Feeling much better about himself, Britan straightened up and kicked off back up the alleyway, waving his hand goodbye as he went. He hadn't expected to make a new friend on his mission today, but sometimes that was just the way the wave crashed. The errand boy ran down his path to his destination with a slightly happier step; his pace was also a bit faster to make up for lost time. Then he winced. His body was a lot sorer than he'd wanted it to be.
His delivery was an urgent letter from one Mrs. Chancer, the first woman to become a gain a seat on the town council, to the mayor. Britan was not sure what exactly the letter's contents consisted of, but Mrs. Chancer was not one to frighten easily; whatever made the letter urgent must have been on the utmost importance. Curiosity welled inside of the errand boy, but he knew better than to look at others' mail, and so he resigned himself to imagining what might have instigated such concern within the councilwoman.
Several minutes later, his feet were sore from pounding against the dirt path in only sandals, but he was at last standing in front of the mayor's office, panting and sweaty. The mayor's office was a large limestone construction straight walls and white windows. The entrance was raised up on a square pad shadowed by an overhang, and ornate Greek pillars supported this triangular roof piece. A dome served for the ceiling. It came to a point that was the highest in the town, and boasted the Upper Cambrian flag on its peak.

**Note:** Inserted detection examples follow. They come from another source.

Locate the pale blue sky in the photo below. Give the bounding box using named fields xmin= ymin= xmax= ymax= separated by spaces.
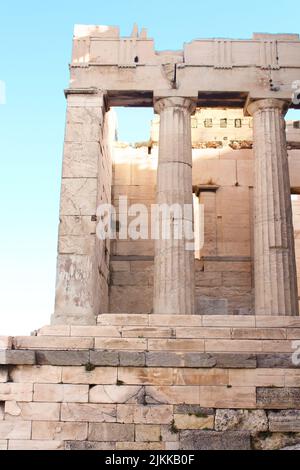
xmin=0 ymin=0 xmax=300 ymax=335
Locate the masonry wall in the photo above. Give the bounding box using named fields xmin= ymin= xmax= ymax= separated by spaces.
xmin=52 ymin=94 xmax=114 ymax=324
xmin=0 ymin=314 xmax=300 ymax=450
xmin=110 ymin=109 xmax=300 ymax=314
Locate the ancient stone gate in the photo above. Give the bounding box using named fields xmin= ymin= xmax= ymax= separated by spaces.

Red-faced from sprinting through Thebes, Britan padded up to the mayor's office's entrance, swinging the gaudy spruce door open and stepping inside. He was now in the central room, which seemed unnecessarily grand and spacious for a village whose population was merely six thousand. At the back of the room, an oak desk rested on the red Persian rug that covered the floor, behind which the mayor's clerk sat, sorting papers into manila folders and sipping a mug of tea. Britan quietly closed the door, though despite his care it still shut with an audible click. The clerk, a distractingly beautiful woman named Krystal Reef, with silky blonde hair and a melt-your-heart smile, glanced up at him, distracted from her work by his entry.

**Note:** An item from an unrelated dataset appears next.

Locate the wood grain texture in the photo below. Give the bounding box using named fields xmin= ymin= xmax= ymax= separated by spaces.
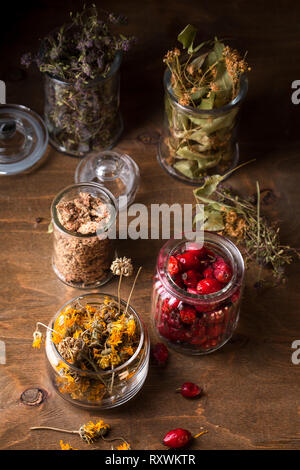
xmin=0 ymin=0 xmax=300 ymax=449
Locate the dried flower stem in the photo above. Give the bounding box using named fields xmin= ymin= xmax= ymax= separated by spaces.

"Hello, Britan," she said sweetly, tilting her head. "Are you already back with Mrs. Chancer's letter?"
He nodded, unable to fully look the kind woman in the eyes without his face turning redder than paper Valentine hearts. "Uh, yeah," he mumbled, shifting about as he stumbled his way across the floor. Internally, he cursed himself—why did his brain seem to always turn to mush when he was talking to pretty girls (which definitely included the clerk, despite her being about thirty years too old for him). "Sorry I'm late. I just, y'know, had to make a pitstop first…"
The blonde's eyes flashed with mirth. "Late? Britan, you're ten minutes earlier than we thought you'd be." She paused, then leaned forward in surprise and concern. "Wait, Britan… y-you're all bruised up, and they look recent! Are you alright!?"

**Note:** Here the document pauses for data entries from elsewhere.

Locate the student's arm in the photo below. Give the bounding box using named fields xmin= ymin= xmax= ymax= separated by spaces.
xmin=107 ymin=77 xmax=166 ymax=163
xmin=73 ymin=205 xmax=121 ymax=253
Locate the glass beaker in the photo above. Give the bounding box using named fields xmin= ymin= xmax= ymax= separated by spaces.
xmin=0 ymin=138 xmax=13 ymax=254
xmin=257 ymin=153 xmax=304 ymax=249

He blinked. "Really? And… yeah, relax, I was just helping out a little guy who got on the wrong side of some kids who thought they were all tough."
"Really? You need to live a little, kid; take a break once in awhile. Not get yourself in these positions all the time, Mr. Trouble-Magnet." Krystal's lips, which were turned up on one end, showed she was just teasing him.
Britan shrugged, rubbing his head. "I just… like to help out where I can."
"And that's a great quality in a guy," the clerk said, giggling. "Anyway, go right ahead to see Mayor Tristan. He's in a meeting right now, but it should be finished in a few minutes."
"Erm, thanks, Miss Reef," he murmured through a lump of nervousness in his throat, and awkwardly shuffled to a door at the right of the room. As he turned the brass knob, the clerk called in mock-annoyance to him.
"I've told you a thousand times: just call me Krystal!"
Stammering an inarticulate response behind flushing cheeks, Britan quickly ducked behind the door, which led to a short corridor that ran around the central room's wall. The door groaned shut as he pulled it behind him, and only when he was alone in the hallway did he allow himself to breathe again. Girls always turned him into a bumbling, blundering mess when they spoke to him… not that he'd had much experience speaking with any. For reasons which mystified even him, anytime he got near them, he became a polar bear trying to firewalk: panicked, pathetic, and completely out of his comfort zone.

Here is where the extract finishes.